Mesmo com o crescimento das despesas, o Estado registrou um superávit primário no valor de R$ 835,1 milhões, conforme o secretário. O superávit primário é o resultado positivo de todas as receitas e despesas do governo, excetuando gastos com pagamento de juros. A receita total de R$ 22,02 bilhões e a despesa no valor de R$ 20,79 bilhões, resultaram em superávit orçamentário de R$ 1,23 bilhão. “Os números apurados apontam para a manutenção do equilíbrio fiscal do Estado”, afirmou o secretário da Fazenda.

QUESTIONAMENTOS

Após a apresentação, os parlamentares fizeram uma série de questionamentos a Manoel Vitório.
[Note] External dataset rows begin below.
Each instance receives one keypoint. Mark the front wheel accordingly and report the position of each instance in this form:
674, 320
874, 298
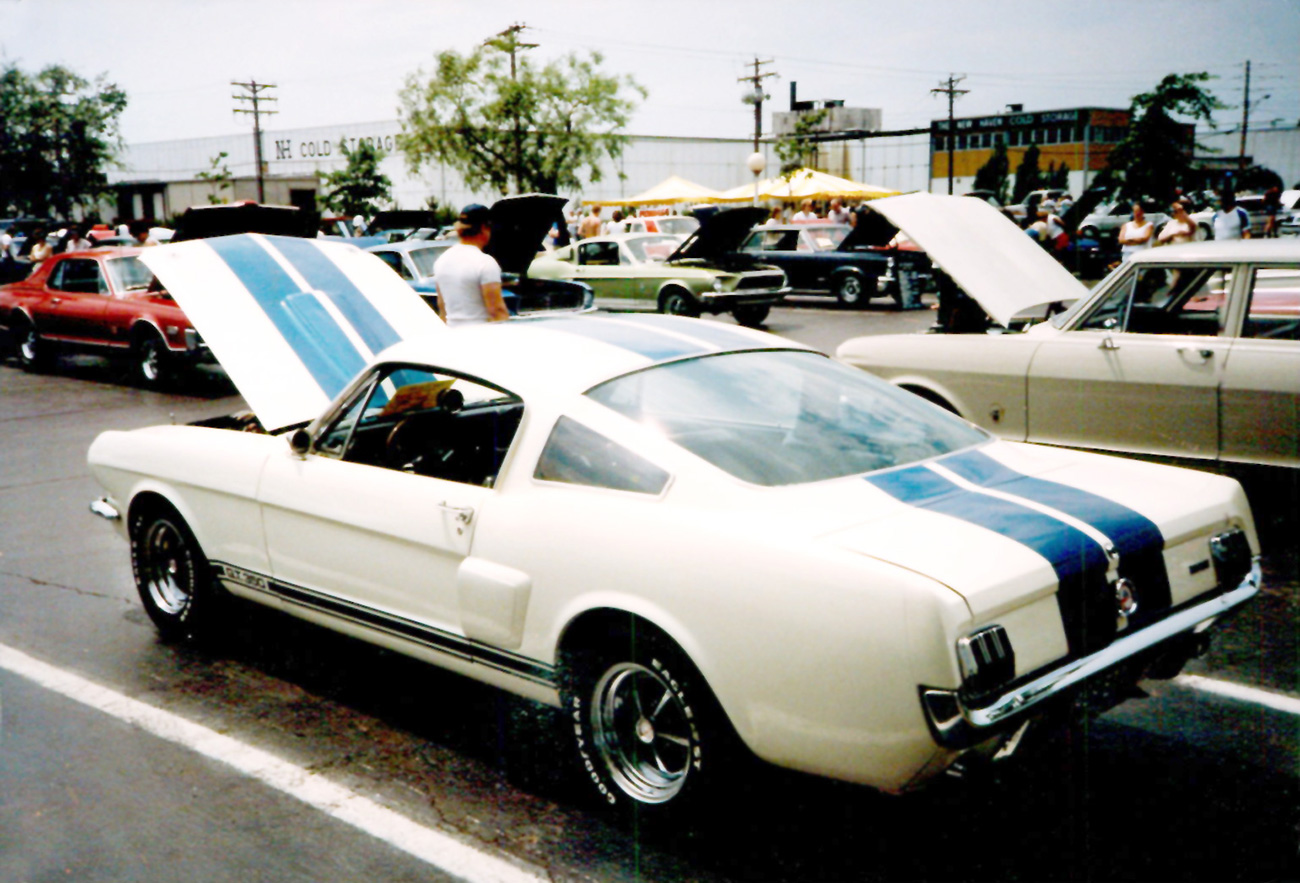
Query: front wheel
752, 315
649, 732
676, 302
172, 575
850, 290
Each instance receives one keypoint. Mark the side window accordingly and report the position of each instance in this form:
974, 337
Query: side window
79, 277
1190, 299
427, 423
1274, 306
575, 454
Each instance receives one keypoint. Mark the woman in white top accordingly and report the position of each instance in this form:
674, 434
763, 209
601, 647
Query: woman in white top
1136, 234
1181, 228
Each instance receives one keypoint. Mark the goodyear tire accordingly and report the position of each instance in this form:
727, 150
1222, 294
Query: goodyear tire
677, 302
172, 575
650, 738
849, 290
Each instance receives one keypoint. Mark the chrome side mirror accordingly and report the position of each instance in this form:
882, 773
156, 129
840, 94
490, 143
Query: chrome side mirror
299, 442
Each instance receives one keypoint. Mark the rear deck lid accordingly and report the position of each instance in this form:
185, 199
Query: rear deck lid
291, 320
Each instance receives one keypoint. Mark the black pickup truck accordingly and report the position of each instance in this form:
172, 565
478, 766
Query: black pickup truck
852, 263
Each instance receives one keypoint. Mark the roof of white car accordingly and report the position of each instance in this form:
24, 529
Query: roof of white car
571, 354
1218, 250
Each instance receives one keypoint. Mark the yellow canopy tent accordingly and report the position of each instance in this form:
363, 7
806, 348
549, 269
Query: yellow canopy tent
668, 191
805, 184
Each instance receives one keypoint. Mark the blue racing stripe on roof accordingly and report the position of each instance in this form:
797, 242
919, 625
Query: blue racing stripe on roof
713, 333
1136, 537
323, 275
642, 341
1078, 561
329, 356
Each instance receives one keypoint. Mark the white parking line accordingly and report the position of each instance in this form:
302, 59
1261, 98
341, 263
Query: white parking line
442, 851
1252, 695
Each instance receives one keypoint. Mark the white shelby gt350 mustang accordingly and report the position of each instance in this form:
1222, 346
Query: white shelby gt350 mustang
698, 539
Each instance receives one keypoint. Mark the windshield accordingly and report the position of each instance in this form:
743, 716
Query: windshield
785, 418
129, 275
651, 247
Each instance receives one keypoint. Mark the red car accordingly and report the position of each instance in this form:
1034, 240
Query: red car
103, 301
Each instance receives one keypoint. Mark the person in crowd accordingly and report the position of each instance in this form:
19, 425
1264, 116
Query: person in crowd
590, 225
76, 238
805, 215
141, 233
1136, 234
40, 247
1230, 220
1179, 228
468, 278
1272, 210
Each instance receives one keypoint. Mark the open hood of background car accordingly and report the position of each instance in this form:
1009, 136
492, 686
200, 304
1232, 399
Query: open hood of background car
519, 225
291, 321
719, 233
1005, 271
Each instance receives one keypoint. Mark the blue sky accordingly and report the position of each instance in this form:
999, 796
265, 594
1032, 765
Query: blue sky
343, 61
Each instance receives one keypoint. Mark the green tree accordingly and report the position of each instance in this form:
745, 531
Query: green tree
1155, 159
797, 150
57, 134
993, 174
502, 121
359, 187
1028, 177
217, 174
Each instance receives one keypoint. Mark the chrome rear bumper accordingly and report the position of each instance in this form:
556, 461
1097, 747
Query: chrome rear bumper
957, 726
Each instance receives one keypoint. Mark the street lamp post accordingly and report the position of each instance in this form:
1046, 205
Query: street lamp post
757, 163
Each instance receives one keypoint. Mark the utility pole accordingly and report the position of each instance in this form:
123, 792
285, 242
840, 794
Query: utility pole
507, 40
1246, 117
254, 94
952, 91
757, 95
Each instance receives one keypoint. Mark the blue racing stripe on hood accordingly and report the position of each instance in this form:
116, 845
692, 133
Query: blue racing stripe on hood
1079, 562
323, 275
1138, 540
642, 341
329, 356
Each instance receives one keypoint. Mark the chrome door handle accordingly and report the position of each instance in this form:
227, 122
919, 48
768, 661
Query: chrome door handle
462, 513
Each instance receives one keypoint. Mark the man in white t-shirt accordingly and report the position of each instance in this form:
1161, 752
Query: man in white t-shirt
1231, 221
468, 280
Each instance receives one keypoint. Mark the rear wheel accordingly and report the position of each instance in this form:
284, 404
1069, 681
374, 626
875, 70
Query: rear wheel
649, 734
850, 291
677, 302
172, 575
752, 316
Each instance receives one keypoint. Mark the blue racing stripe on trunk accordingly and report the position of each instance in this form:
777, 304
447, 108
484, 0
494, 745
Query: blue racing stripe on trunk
1138, 540
329, 356
1078, 561
323, 275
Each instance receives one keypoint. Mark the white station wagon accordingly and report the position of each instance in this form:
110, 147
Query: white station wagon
703, 541
1184, 351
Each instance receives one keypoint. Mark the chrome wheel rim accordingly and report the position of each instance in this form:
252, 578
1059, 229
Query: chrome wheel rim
642, 731
165, 567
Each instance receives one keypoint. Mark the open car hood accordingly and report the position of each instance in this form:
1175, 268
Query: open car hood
984, 252
291, 320
719, 233
519, 225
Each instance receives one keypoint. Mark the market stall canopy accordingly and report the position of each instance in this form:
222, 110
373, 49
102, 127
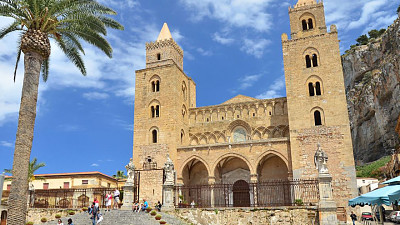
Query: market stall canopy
377, 197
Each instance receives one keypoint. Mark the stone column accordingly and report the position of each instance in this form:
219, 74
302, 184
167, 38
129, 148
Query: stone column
2, 176
168, 186
326, 206
129, 187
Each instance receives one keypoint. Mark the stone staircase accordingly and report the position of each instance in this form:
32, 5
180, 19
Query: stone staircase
119, 217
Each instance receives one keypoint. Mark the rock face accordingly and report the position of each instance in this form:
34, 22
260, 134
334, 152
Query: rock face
372, 80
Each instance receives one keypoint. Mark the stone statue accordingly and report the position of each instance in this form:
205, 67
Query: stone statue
130, 169
169, 171
320, 160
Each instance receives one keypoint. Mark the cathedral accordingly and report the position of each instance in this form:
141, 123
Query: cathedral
245, 140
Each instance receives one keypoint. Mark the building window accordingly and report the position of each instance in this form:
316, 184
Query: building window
66, 185
311, 89
310, 24
318, 88
154, 136
317, 118
308, 61
315, 60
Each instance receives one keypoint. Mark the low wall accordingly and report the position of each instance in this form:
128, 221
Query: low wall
246, 216
35, 215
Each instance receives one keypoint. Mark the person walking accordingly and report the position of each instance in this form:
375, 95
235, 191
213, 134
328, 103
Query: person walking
116, 198
353, 217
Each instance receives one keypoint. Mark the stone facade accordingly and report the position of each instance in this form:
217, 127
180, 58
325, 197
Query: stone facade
243, 216
248, 139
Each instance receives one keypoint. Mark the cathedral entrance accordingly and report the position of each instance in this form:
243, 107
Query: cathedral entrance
241, 194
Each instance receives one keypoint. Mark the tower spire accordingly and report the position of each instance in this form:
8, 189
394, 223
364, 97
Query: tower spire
164, 33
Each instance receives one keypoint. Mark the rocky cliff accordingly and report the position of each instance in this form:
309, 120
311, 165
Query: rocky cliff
372, 80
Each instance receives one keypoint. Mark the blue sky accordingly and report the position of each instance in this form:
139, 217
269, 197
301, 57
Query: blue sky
230, 47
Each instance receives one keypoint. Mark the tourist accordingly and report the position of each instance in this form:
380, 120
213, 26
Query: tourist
145, 205
158, 206
116, 198
108, 201
70, 221
136, 207
353, 218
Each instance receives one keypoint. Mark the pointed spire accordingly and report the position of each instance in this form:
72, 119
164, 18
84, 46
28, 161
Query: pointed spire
164, 33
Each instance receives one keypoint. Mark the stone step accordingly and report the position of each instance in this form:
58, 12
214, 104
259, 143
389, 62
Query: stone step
119, 217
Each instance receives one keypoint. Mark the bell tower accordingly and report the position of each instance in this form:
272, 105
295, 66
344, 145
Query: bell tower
317, 107
163, 95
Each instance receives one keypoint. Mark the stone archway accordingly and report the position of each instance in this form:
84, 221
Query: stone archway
241, 194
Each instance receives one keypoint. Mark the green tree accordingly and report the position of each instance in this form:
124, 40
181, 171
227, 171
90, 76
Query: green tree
362, 40
68, 22
120, 175
33, 167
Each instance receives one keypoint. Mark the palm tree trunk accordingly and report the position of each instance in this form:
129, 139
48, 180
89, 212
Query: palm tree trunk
17, 201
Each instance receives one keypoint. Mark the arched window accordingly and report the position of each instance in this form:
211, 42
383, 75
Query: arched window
308, 61
304, 23
318, 88
317, 118
311, 89
310, 24
315, 60
154, 136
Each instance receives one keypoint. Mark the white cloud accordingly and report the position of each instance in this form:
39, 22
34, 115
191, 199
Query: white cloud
95, 95
255, 47
6, 144
275, 90
238, 13
248, 81
222, 40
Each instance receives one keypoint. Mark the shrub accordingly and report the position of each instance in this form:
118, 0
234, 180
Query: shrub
158, 217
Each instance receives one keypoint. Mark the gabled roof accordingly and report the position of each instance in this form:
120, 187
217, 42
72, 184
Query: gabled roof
238, 99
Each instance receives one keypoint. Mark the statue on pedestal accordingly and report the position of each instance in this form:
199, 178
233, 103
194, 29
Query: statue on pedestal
130, 169
320, 160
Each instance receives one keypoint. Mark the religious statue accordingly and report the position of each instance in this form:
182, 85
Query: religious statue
320, 160
169, 171
130, 169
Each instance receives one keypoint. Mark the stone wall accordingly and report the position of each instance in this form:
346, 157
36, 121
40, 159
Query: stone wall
245, 216
35, 215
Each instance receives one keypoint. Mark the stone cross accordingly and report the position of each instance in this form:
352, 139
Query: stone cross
320, 160
130, 169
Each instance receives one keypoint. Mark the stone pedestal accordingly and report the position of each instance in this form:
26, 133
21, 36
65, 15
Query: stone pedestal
128, 196
326, 206
168, 197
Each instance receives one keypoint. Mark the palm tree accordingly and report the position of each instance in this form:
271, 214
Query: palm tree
120, 175
67, 22
33, 166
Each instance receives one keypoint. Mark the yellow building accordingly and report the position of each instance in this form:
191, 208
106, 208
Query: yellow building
244, 141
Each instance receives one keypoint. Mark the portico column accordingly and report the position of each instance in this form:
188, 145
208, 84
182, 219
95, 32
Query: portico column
211, 181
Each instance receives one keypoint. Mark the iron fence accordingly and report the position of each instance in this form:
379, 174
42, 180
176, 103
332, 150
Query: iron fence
243, 194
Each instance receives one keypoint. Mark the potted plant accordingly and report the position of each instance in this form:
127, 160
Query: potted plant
158, 217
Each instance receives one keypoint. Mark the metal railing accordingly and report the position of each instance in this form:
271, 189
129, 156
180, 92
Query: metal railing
243, 194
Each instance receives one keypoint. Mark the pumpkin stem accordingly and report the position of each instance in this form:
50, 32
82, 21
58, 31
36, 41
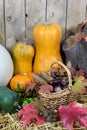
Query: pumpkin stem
47, 21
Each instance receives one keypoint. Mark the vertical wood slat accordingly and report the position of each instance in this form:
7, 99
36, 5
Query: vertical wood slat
2, 33
15, 21
35, 10
75, 12
58, 7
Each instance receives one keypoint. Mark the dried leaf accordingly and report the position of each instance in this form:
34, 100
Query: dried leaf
46, 88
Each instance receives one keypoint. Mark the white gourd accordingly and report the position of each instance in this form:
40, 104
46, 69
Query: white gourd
6, 66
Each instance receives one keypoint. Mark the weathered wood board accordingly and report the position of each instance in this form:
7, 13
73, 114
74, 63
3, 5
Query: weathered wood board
18, 17
58, 9
76, 12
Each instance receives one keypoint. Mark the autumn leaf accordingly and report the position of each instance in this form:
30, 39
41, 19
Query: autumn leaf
46, 88
79, 85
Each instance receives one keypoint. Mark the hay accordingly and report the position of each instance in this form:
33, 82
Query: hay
11, 122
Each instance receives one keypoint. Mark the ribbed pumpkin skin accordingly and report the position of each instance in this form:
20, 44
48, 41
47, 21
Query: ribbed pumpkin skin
22, 58
19, 83
47, 39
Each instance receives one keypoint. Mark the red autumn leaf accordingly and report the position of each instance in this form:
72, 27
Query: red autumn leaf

O deputado Eduardo Salles (PP), por exemplo, lembrou da votação do arcabouço fiscal e da reforma tributária no Congresso Nacional e revelou sua preocupação sobre o crescimento do setor produtivo na Bahia. “Minha preocupação como presidente da Comissão de Infraestrutura, Desenvolvimento Econômico e Turismo é que precisamos avançar na sustentabilidade do setor produtivo”, afirmou. Já a deputada Ivana Bastos (PSD) lamentou a falta de linhas de transmissão para o crescimento da energia solar e eólica na Bahia e fez críticas a Coelba. “Enquanto o governo não apontar qual o investimento que tem nas linhas de transmissões e nas estações, nós continuaremos perdendo espaço e grandes investimentos”, disse ela. Também estiveram presentes na audiência os deputados Bobô (PC do B), Euclides Fernandes (PT), Zé Raimundo (PT), Hassan (PP), Robinson Almeida (PT), Paulo Rangel (PT), Pablo Roberto (PSDB), Raimundinho da JR (PL), dentre outros.